Los geiseres sobresalen del hemisferio sur de Europa

Como en el cuento, de vez en cuando la NASA haciendo de Pedro, llama a los periodistas porque van a revelar  un gran descubrimiento. Al final es la segunda vez que se descubren geiseres en la luna de Júpiter Europa, nada muy sorprendente ni nuevo, como en el cuento el lobo no llega.

No lo hacen por gusto, es difícil hacerse un hueco en los abarrotados medios para contar ciencia. Jugar a dar una gran noticia es la vía que queda de llegar a la gente y  contarle que Europa está ahí, que debajo de su cubierta de hielo hay un gigantesco océano y en él puede que exista en estos momentos algún tipo de vida extraterrestre. Puede que sean sólo microbios o algo más grande parecido a peces, la  verdad es que no tenemos ni idea.

Para salir de dudas y descubrir que hay bajo la superficie, la NASA trabaja en la sonda CLIPPER que analizará las eyecciones de los geiseres donde pueden estar las evidencias de que hay vida en el satélite joviano, también medirá el grosor de la corteza para que futuras misiones puedan perforar el hielo y soltar un submarino en búsqueda de la vida alienígena.

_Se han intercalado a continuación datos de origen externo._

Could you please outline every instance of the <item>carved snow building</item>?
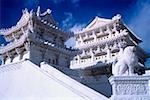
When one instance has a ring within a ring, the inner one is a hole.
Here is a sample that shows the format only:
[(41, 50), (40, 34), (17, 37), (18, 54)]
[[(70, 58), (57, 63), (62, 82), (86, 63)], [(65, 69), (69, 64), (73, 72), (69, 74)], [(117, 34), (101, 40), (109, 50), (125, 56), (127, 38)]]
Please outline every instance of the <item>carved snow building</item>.
[(74, 37), (75, 47), (80, 50), (80, 53), (71, 61), (70, 67), (71, 69), (87, 69), (86, 74), (90, 74), (91, 69), (96, 71), (94, 74), (110, 73), (110, 70), (100, 69), (98, 72), (95, 68), (111, 67), (118, 53), (129, 45), (137, 47), (139, 61), (142, 64), (147, 58), (145, 51), (138, 45), (142, 40), (123, 23), (120, 15), (112, 19), (96, 16)]
[(37, 13), (23, 10), (19, 22), (8, 29), (2, 29), (0, 35), (10, 42), (0, 48), (2, 64), (30, 59), (39, 65), (45, 61), (52, 65), (69, 67), (74, 50), (66, 48), (65, 41), (73, 33), (64, 32), (52, 17), (51, 10)]

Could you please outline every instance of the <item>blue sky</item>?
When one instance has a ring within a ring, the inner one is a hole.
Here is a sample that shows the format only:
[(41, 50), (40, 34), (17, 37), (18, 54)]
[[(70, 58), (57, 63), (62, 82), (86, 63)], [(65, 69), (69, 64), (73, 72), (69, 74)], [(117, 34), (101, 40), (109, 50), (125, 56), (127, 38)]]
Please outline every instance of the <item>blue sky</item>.
[(150, 53), (150, 0), (0, 0), (0, 28), (15, 25), (22, 9), (36, 10), (37, 6), (42, 12), (50, 8), (54, 19), (68, 31), (80, 30), (95, 16), (112, 18), (121, 14), (129, 28), (142, 38), (141, 47)]

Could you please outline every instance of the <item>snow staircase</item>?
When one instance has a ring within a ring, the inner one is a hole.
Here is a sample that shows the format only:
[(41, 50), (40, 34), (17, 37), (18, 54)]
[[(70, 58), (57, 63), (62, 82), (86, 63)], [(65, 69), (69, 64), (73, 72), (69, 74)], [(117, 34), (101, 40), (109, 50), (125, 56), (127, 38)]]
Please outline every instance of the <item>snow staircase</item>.
[(29, 60), (0, 66), (1, 100), (108, 100), (56, 68)]

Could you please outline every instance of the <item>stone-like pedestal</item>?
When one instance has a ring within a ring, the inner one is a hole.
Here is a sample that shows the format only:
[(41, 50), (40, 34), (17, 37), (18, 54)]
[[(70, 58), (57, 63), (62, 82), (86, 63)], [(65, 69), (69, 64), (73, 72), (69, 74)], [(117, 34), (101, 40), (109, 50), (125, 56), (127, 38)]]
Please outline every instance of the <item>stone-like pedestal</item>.
[(112, 76), (110, 100), (150, 100), (150, 76)]

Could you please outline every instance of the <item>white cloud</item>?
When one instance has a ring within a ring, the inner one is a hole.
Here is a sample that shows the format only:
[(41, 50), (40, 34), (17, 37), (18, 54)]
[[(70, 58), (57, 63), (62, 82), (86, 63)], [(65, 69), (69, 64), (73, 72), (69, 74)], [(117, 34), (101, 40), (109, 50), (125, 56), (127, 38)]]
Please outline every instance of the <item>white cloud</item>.
[(78, 3), (80, 0), (71, 0), (72, 3)]
[(78, 33), (85, 27), (85, 25), (86, 24), (75, 24), (73, 27), (70, 28), (70, 31), (74, 33)]
[(150, 53), (150, 2), (141, 1), (137, 2), (138, 10), (129, 26), (143, 40), (141, 46)]
[(65, 16), (67, 16), (67, 17), (66, 17), (66, 19), (64, 19), (64, 20), (62, 21), (62, 27), (65, 28), (65, 29), (67, 29), (67, 28), (70, 28), (70, 27), (72, 26), (72, 24), (73, 24), (73, 22), (74, 22), (74, 19), (73, 19), (72, 13), (70, 13), (70, 12), (65, 12), (64, 14), (65, 14)]
[(38, 6), (39, 5), (39, 0), (25, 0), (26, 7), (32, 7), (32, 6)]
[(63, 1), (65, 1), (65, 0), (52, 0), (55, 4), (58, 4), (58, 3), (61, 3), (61, 2), (63, 2)]
[(70, 1), (72, 4), (77, 4), (80, 0), (52, 0), (55, 4), (62, 3), (64, 1)]

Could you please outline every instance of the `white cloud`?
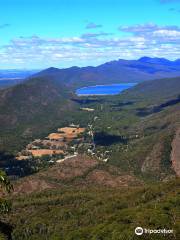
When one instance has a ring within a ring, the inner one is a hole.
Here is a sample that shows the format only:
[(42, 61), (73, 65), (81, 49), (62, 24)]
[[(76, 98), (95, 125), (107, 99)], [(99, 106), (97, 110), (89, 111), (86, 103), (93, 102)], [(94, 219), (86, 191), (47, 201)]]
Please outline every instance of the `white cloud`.
[[(180, 58), (180, 27), (153, 23), (120, 26), (130, 36), (115, 37), (111, 33), (86, 33), (81, 36), (12, 39), (0, 47), (1, 63), (17, 66), (89, 65), (117, 58), (138, 58), (144, 55)], [(18, 65), (19, 64), (19, 65)]]

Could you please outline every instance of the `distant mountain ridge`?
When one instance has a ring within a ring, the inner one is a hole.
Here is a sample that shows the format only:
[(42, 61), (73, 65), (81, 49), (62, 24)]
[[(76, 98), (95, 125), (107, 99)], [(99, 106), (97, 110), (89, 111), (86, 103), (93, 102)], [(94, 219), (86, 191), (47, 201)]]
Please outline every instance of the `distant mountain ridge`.
[(50, 77), (73, 90), (98, 84), (143, 82), (180, 76), (180, 59), (142, 57), (138, 60), (119, 59), (97, 67), (48, 68), (34, 76)]

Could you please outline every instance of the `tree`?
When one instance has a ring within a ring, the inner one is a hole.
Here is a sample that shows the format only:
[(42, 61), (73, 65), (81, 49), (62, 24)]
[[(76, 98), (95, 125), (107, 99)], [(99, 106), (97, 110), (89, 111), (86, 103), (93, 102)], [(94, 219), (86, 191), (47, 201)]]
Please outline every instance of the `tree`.
[(10, 202), (4, 197), (4, 193), (10, 193), (13, 186), (5, 172), (0, 170), (0, 213), (7, 213), (11, 209)]

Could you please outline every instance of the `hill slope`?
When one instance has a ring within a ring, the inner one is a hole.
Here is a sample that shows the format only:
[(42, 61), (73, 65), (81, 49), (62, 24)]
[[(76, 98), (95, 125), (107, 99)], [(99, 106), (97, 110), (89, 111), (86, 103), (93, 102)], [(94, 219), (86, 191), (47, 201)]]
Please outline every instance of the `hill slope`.
[(139, 60), (107, 62), (97, 67), (49, 68), (37, 74), (61, 81), (73, 89), (97, 84), (142, 82), (180, 76), (179, 61), (144, 57)]

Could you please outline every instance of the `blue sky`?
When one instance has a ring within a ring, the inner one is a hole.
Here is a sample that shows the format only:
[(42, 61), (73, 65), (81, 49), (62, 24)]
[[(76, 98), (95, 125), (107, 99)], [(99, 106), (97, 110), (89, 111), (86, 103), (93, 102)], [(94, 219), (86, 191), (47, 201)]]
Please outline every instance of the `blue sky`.
[(180, 0), (0, 0), (0, 68), (180, 58)]

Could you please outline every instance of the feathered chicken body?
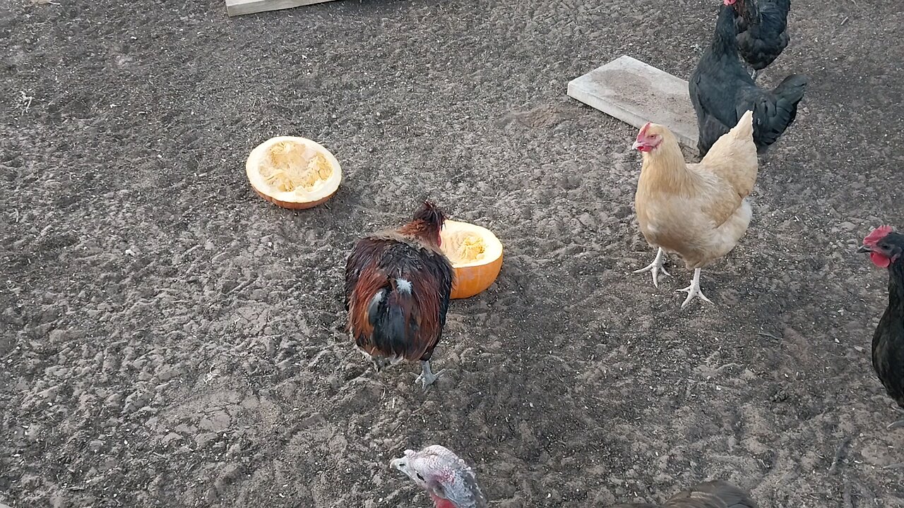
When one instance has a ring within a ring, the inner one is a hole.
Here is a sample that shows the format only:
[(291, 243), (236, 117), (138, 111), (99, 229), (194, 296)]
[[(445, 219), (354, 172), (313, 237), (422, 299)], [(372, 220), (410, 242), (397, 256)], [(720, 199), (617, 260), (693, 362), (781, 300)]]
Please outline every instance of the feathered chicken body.
[[(873, 230), (860, 252), (889, 270), (889, 305), (872, 335), (872, 368), (889, 396), (904, 412), (904, 235), (889, 226)], [(889, 426), (904, 427), (904, 420)]]
[(440, 250), (443, 212), (425, 202), (413, 220), (358, 241), (345, 264), (345, 309), (355, 344), (381, 362), (421, 362), (426, 388), (442, 372), (430, 371), (455, 272)]
[(791, 0), (729, 0), (733, 5), (738, 52), (757, 71), (766, 69), (782, 54), (791, 38), (787, 33)]
[(691, 102), (697, 114), (701, 155), (705, 155), (748, 110), (753, 110), (754, 143), (758, 151), (764, 151), (794, 121), (806, 89), (803, 74), (785, 78), (773, 90), (754, 83), (739, 60), (735, 16), (732, 6), (721, 6), (712, 42), (688, 80)]
[(634, 147), (644, 163), (635, 194), (637, 222), (646, 241), (657, 247), (656, 258), (645, 268), (658, 287), (664, 251), (675, 252), (693, 281), (683, 289), (683, 307), (699, 296), (700, 270), (734, 249), (747, 231), (752, 212), (747, 196), (757, 181), (757, 149), (752, 112), (722, 136), (699, 164), (686, 164), (678, 141), (664, 126), (647, 123)]
[(722, 480), (704, 482), (680, 492), (662, 506), (617, 504), (612, 508), (757, 508), (750, 494)]

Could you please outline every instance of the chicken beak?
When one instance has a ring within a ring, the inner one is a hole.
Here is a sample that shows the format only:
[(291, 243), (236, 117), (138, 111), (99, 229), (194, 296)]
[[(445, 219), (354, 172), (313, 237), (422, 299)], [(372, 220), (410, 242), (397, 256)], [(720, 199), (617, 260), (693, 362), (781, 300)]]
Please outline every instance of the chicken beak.
[(401, 458), (393, 458), (392, 461), (390, 462), (390, 467), (391, 467), (392, 469), (398, 469), (402, 473), (405, 473), (405, 468), (407, 466), (408, 466), (408, 457), (404, 456)]

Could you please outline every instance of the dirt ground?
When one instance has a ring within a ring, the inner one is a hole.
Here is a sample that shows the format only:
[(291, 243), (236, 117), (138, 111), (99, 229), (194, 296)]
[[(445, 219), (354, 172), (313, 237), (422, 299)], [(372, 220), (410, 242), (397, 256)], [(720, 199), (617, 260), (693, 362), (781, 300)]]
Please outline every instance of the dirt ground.
[[(442, 444), (494, 507), (661, 502), (707, 478), (763, 507), (902, 507), (872, 372), (904, 227), (904, 14), (795, 0), (762, 78), (811, 78), (726, 259), (659, 289), (636, 129), (565, 95), (622, 54), (690, 74), (711, 0), (0, 5), (0, 502), (427, 506), (389, 469)], [(326, 206), (251, 192), (277, 135), (342, 161)], [(342, 332), (344, 256), (431, 197), (505, 245), (434, 358), (376, 374)]]

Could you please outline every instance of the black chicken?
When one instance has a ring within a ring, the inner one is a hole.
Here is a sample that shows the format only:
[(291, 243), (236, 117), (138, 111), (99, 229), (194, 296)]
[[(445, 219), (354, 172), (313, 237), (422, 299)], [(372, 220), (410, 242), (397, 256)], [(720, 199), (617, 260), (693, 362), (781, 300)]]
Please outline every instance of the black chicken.
[(758, 88), (739, 60), (735, 17), (731, 5), (720, 7), (712, 43), (703, 52), (688, 81), (691, 102), (697, 113), (700, 132), (697, 148), (701, 156), (738, 125), (741, 115), (749, 109), (753, 110), (753, 142), (757, 151), (762, 153), (794, 121), (797, 103), (806, 89), (806, 76), (803, 74), (785, 78), (771, 91)]
[(735, 18), (738, 52), (753, 68), (750, 78), (766, 69), (788, 45), (787, 19), (791, 0), (727, 0)]
[(662, 507), (655, 504), (617, 504), (612, 508), (757, 508), (750, 494), (728, 482), (715, 480), (699, 484), (669, 498)]
[[(904, 235), (889, 226), (876, 228), (858, 252), (869, 252), (874, 265), (889, 269), (889, 306), (872, 334), (872, 368), (904, 413)], [(899, 427), (904, 419), (889, 428)]]

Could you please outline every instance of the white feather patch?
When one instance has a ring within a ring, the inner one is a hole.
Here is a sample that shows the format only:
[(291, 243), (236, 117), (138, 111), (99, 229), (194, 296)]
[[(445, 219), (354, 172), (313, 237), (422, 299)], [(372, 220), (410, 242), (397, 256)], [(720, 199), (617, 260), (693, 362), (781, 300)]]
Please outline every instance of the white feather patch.
[(405, 280), (404, 278), (397, 278), (396, 287), (399, 288), (400, 291), (404, 291), (409, 295), (411, 294), (411, 283), (408, 280)]

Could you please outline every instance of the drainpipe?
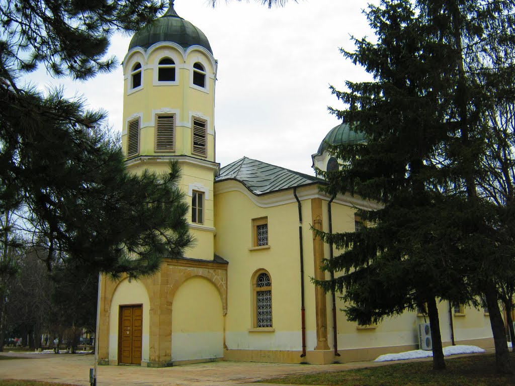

Pero en estos momentos la exploración de Europa está en el aire, el congreso de los Estados Unidos retiene los fondos aprobados para esta misión, no es el único parón, se están pensando hacer recortes que cancelarían la exploración del sistema solar durante décadas.

La convocatoria sensacionalista de estos días busca poner en valor la exploración del sistema solar, es una forma de interesar el público general por la ciencia y con ello hacer que los políticos sientan el  interés y no corten los fondos para ir a Europa. El ruido mediático puede ser definitivo para dar el empujón a la sonda que descubra por primera vez vida fuera de la Tierra, la exploración espacial a veces necesita de un poco de marketing.